I have a problem with my jQuery script that send data via POST method. The problem is whenever it sends data via Ajax that has an "&" ampersand in the sentence
You can use a native javascript escape() function
In line 74
data: : "&task_d=" + escape(task_d) + ""
Alternatively, you could enclose your query string values in quotes
data: : "&task_d='" + task_d + "'"
If you pass your data
parameter as a Javascript object, it will convert the characters for you (and IMO make the code look neater). So you should change your $.ajax call to the following:
data: {"user_id": user_id, "time_r": time_r, "task_d": task_d, "p_id": p_id, "df": finished},
htmlentites
This function is identical to htmlspecialchars() in all ways, except with htmlentites(), all characters which have HTML character entity equivalents are translated into these entities.
If you're wanting to decode instead (the reverse) you can use html_entity_decode().
Example:
echo htmlentities("&"); // &
if your directly doing this in the browser you should be able to use:
encodeURIComponent(string input);
Example:
encodeURIComponent($.trim($("input[name=t-tim_rendered-"+id+"]").val().toString()));
You could use 'encodeURIComponent' to accomplish the URL encoding for that component. I used this and validated with browsers IE, Firefox, and Chrome.
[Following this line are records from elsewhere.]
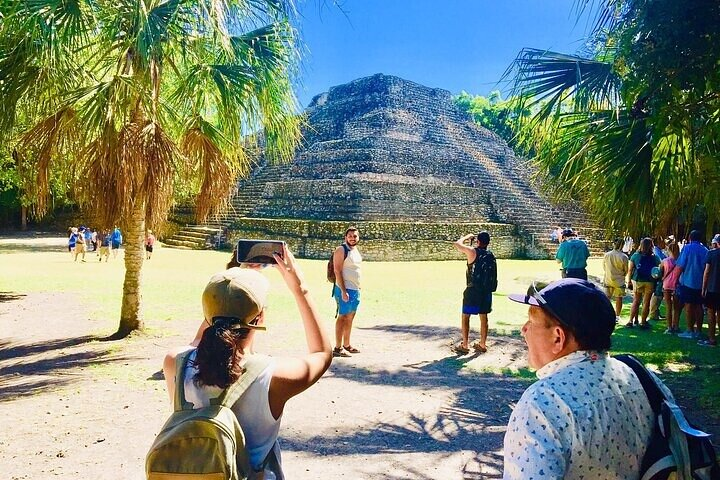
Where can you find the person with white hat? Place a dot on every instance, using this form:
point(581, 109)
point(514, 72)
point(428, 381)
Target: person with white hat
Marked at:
point(234, 307)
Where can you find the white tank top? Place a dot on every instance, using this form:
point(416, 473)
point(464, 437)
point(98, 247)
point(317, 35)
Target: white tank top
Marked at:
point(351, 269)
point(252, 410)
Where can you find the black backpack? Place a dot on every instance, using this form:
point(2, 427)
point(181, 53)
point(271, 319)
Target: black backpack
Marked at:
point(483, 273)
point(331, 268)
point(677, 450)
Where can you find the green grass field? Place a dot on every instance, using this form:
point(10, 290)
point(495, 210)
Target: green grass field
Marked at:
point(394, 293)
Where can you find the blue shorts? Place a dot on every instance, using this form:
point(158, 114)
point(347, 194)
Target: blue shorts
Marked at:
point(689, 295)
point(351, 305)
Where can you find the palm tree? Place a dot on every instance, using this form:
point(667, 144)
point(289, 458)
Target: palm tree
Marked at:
point(630, 127)
point(134, 97)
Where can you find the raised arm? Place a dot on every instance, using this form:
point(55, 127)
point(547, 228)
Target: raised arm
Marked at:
point(294, 375)
point(466, 250)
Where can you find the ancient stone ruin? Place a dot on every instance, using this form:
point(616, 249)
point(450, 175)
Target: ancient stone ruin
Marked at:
point(405, 165)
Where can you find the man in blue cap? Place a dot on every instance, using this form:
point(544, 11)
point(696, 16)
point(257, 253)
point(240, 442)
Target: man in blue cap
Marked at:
point(587, 416)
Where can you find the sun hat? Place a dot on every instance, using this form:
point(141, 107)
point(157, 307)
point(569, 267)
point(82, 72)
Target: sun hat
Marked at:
point(238, 294)
point(575, 303)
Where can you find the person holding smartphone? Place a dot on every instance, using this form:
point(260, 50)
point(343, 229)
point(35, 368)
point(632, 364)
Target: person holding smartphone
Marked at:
point(234, 303)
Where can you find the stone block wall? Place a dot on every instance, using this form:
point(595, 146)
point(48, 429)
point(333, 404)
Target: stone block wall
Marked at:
point(379, 199)
point(379, 241)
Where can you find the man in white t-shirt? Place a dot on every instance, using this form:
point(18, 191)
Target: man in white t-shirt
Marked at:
point(346, 263)
point(587, 416)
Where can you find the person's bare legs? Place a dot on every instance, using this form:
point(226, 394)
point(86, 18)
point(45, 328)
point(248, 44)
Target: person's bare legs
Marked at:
point(618, 306)
point(483, 330)
point(647, 296)
point(343, 327)
point(635, 306)
point(712, 322)
point(670, 306)
point(465, 325)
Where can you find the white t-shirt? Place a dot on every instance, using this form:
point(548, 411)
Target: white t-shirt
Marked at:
point(252, 410)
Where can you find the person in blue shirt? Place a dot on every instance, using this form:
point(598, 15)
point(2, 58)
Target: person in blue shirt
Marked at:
point(115, 241)
point(691, 264)
point(572, 254)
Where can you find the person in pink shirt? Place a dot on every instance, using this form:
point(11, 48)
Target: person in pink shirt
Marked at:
point(670, 276)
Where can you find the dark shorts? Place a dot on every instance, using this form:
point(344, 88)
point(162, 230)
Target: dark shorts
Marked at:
point(689, 295)
point(712, 300)
point(580, 273)
point(476, 301)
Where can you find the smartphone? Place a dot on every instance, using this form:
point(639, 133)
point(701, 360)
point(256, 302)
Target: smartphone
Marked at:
point(258, 251)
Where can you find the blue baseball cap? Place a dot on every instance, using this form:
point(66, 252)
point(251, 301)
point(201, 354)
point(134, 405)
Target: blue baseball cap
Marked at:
point(577, 304)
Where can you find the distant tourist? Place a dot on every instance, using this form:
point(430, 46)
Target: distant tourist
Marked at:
point(572, 254)
point(149, 244)
point(670, 276)
point(691, 264)
point(587, 416)
point(72, 240)
point(116, 241)
point(711, 290)
point(104, 240)
point(615, 265)
point(346, 291)
point(481, 281)
point(640, 269)
point(80, 246)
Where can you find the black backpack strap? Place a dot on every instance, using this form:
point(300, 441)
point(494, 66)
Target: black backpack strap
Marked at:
point(655, 396)
point(254, 366)
point(181, 361)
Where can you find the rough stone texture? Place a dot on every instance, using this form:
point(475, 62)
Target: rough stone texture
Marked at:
point(399, 241)
point(382, 148)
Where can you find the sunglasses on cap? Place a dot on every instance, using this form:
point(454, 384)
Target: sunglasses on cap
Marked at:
point(235, 323)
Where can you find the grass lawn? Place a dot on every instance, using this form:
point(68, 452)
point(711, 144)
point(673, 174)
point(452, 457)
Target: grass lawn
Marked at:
point(398, 293)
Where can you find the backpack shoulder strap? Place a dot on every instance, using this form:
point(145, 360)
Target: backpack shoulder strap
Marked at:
point(655, 396)
point(179, 403)
point(254, 366)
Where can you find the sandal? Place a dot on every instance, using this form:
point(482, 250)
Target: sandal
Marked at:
point(339, 352)
point(459, 349)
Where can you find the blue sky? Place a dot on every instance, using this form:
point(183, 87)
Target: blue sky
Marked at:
point(451, 44)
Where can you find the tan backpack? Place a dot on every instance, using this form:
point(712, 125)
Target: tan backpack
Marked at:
point(206, 443)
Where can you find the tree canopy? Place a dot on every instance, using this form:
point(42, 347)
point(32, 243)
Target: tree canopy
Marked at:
point(134, 97)
point(630, 125)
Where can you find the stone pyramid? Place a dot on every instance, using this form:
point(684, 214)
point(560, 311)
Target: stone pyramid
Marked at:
point(402, 162)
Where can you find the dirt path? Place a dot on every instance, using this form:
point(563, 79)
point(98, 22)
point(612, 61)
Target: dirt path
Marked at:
point(403, 408)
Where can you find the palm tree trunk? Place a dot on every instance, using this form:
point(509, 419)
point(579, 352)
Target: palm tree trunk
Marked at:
point(134, 239)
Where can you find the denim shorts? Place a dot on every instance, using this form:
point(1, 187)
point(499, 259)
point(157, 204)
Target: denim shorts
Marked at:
point(689, 295)
point(351, 305)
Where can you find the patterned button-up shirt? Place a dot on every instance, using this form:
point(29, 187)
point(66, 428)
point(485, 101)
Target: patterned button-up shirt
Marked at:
point(587, 417)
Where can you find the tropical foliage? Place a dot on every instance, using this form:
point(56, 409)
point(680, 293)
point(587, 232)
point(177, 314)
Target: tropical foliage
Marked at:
point(133, 98)
point(492, 112)
point(630, 126)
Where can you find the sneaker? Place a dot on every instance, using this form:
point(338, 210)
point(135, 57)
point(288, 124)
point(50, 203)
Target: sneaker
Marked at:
point(339, 352)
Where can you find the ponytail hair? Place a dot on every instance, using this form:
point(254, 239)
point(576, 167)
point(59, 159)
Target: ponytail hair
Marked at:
point(219, 355)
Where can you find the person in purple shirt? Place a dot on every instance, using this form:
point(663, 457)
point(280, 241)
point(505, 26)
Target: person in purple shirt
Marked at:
point(691, 264)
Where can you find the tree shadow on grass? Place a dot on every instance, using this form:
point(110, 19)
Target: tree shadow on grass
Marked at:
point(473, 420)
point(31, 368)
point(11, 296)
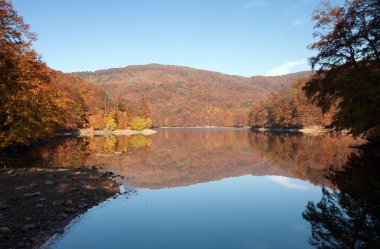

I've been having a huge problem exactly with this situation.
This is just to say that the last answer from Andrew Koester is the perfect answer I was looking for.
In case you are passing multiple form entries from a jQuery form to PHP through the .ajax() call like this:
data: "name=" + name + "&message=" + message + ...
DON'T USE THIS METHOD, it will block the ampersand(&) character from being written by the user on any of the input fields of your form.
Use this one instead as suggested by Andrew:
data: {"name": name, "email": email, "subject": subject, "comments": comments},
This way the user can write any kind of special character whithout worrying a about conflicting with the ajax declaration.